Reuven punched Shimon so hard that he was unconscious before he hit the floor. Shimon was happy to be alive, but his recovery took a while. Eventually, Shimon was back on his feet. The court ruled that Reuven had to pay for Shimon's lost time, "Virapo Yirapei," meaning that he also had to provide for Shimon's healing. This was a pretty straight forward decision because the verse says so explicitly (Parshas Mishpatim, 21:18-19).

In the Academy of Rebbi Yishmael they said that the words "Virapo Yirapei" (and he must provide for healing) teach us that permission was granted for doctors to heal (Baba Kamma, chap. 8, "Hachovel", pg. 85a). After all, if the patient is allowed to go to a doctor and pay for his services, and then be reimbursed by the person who landed him in the hospital, then obviously the doctor is allowed to heal.

The reason why doctors need permission from God to heal is because one may have thought that it was forbidden because God made the person sick to begin with. Therefore, how could a person try to undo Hashem's decree. Such action could be viewed as chutzpa (audacious). In order that we do not think this way, the Torah gave permission for doctors to heal (Rashi ibid).

Tosafos (ibid; Divrei Hamaschil, "Shenitnah") adds that not only are doctors allowed to heal a person who suffers from an injury induced by another person (like our Shimon above), but doctors may even heal a person who suffers from an illness induced by God directly, without other people's intervention. This is derived from the seeming superfluous double lingo, "Virapo Yirapei." The first word "Yirapo" teaches us that a doctor may heal one from an illness induced by a person. The second word "Yirapei" teaches us that a doctor may even heal a person from an illness induced by God directly.

Rabbenu Bachya, the Ba'al Haturim (Parshas Beshalach, 15:26), and Reb Chaim Vital (Eitz Hada'as Tov) say that there is a huge difference between God healing a person directly as opposed to a person being healed by one of God's agents, a doctor.
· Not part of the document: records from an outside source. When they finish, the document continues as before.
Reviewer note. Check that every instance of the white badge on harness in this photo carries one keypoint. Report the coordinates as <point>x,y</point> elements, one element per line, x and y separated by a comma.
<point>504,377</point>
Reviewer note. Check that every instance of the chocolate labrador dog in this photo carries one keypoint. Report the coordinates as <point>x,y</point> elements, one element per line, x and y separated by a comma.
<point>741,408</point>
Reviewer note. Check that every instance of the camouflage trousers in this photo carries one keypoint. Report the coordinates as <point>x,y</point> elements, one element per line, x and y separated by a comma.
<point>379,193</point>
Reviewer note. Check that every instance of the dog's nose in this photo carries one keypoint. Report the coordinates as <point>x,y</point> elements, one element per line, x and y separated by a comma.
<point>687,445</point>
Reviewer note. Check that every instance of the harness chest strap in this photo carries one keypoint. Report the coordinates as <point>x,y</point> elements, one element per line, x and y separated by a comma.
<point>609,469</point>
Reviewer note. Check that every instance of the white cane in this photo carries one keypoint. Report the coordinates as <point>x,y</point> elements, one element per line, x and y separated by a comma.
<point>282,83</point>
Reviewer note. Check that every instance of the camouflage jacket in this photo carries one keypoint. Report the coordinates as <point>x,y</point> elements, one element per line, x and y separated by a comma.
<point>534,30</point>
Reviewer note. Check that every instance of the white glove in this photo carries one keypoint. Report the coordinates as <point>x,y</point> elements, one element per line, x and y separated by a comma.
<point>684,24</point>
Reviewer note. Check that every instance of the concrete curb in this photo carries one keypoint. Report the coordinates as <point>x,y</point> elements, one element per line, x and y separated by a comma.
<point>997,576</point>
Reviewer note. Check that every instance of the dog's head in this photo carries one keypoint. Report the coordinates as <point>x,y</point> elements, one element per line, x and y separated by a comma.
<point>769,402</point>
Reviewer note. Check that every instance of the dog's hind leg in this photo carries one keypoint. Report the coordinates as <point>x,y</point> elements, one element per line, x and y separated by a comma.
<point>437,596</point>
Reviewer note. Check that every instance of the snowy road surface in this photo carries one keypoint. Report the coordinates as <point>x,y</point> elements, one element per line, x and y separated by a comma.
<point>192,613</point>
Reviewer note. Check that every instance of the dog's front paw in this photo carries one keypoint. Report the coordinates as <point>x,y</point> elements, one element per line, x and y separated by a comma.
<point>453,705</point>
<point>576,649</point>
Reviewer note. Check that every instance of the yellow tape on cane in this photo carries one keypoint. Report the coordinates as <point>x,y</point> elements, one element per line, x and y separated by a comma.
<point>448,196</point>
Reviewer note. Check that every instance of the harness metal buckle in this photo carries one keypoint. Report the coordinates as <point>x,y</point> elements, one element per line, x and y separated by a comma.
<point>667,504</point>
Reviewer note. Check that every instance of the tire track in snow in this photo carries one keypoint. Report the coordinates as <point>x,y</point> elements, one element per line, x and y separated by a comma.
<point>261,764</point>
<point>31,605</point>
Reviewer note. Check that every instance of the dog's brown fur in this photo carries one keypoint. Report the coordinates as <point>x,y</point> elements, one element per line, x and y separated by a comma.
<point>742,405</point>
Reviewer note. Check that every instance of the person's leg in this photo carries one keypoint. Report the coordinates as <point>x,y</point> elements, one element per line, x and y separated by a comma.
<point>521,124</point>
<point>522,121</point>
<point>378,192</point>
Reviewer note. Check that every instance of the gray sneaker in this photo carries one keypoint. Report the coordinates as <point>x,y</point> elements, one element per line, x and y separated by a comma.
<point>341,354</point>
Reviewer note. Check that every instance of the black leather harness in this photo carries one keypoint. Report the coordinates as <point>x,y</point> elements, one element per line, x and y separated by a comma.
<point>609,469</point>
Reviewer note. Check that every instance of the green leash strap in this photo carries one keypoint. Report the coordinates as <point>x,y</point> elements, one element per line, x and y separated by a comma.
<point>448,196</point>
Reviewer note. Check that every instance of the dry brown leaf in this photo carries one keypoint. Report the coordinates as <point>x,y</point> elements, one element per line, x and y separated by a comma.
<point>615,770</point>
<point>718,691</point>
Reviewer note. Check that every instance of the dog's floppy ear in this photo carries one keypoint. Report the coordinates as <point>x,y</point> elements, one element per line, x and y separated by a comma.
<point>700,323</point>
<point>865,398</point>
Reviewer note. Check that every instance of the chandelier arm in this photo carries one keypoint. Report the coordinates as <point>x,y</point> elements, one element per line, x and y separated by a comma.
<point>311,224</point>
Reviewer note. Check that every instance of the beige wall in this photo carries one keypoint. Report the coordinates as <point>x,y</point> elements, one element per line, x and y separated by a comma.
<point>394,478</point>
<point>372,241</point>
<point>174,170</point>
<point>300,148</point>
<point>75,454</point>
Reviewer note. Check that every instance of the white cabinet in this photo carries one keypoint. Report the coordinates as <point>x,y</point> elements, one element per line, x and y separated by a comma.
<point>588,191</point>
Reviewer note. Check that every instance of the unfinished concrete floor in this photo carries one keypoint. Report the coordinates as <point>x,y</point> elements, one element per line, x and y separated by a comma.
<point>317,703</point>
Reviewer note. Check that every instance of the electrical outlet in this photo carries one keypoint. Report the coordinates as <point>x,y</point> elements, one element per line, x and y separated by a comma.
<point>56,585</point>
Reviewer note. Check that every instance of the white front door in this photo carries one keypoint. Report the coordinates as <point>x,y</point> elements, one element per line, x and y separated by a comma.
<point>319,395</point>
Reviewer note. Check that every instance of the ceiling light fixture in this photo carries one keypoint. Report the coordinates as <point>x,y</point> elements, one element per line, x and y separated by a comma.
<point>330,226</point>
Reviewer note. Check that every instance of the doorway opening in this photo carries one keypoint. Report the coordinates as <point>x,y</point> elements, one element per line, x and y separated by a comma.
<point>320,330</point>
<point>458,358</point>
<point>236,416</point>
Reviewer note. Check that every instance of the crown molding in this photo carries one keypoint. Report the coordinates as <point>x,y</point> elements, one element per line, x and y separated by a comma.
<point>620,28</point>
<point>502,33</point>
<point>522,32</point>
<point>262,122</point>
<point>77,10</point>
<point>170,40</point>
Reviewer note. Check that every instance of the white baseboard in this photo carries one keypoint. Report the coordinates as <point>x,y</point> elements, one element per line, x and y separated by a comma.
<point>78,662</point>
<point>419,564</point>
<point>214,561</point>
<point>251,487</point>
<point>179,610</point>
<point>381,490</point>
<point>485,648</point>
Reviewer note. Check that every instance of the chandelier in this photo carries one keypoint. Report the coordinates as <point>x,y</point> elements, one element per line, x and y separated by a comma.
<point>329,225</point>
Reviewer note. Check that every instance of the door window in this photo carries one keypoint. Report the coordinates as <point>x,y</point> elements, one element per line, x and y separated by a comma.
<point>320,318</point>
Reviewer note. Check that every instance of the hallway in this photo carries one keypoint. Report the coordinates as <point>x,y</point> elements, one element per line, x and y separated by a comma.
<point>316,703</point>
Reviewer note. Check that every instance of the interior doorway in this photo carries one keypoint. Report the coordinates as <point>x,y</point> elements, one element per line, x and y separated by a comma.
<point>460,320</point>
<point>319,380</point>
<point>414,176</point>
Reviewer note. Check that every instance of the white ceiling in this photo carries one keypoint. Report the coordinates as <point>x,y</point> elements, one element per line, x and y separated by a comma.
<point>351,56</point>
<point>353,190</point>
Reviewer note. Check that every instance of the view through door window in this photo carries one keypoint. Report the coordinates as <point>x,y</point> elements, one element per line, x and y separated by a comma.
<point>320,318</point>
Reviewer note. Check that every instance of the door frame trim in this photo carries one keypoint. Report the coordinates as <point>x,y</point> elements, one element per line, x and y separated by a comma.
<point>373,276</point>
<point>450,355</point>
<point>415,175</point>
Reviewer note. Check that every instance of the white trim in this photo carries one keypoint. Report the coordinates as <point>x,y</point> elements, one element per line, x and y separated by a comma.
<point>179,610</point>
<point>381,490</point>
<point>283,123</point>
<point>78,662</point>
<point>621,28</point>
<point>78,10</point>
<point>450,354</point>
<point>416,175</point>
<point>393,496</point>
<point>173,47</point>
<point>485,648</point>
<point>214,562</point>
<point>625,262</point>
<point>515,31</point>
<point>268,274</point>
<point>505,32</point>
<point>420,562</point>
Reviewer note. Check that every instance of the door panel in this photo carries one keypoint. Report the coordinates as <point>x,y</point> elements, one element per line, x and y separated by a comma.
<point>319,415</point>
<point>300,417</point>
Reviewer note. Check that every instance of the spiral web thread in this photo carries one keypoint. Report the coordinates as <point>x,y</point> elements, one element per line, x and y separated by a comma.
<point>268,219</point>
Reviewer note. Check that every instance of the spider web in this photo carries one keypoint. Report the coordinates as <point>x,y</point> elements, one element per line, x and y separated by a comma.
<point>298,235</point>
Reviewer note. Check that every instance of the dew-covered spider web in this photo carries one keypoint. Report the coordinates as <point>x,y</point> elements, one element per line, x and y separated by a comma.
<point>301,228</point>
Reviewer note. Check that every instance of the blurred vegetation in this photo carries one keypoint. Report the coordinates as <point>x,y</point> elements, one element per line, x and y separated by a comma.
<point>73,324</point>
When God chooses to heal a patient directly, the healing process is done gently, without any pain and without any side-effects.

However, when a person's healing comes about from a doctor of flesh and blood, typically, the methods are painful, and they also have side-effects.

Therefore, every verse which talks about God healing directly, the word "rephuah (refuah)" (healing) in those verses is spelled with a letter phey which is not punctuated, meaning, without a dot on the inside. For example, "Ripha-eini Hashem V'eiraphei" (Heal me Hashem and I will be healed, Yirmiya, 17:14). "Harophey Lishvurei Leiv" (He is the healer of the broken hearted; Tehillim, 147:3). "Ki Ani Hashem Rophecha" (I am Hashem your healer; Parshas Beshalach, 15:26). Grammatically speaking, these letters phey should be articulated softly, representing that the healing comes about in a soft and gentle way.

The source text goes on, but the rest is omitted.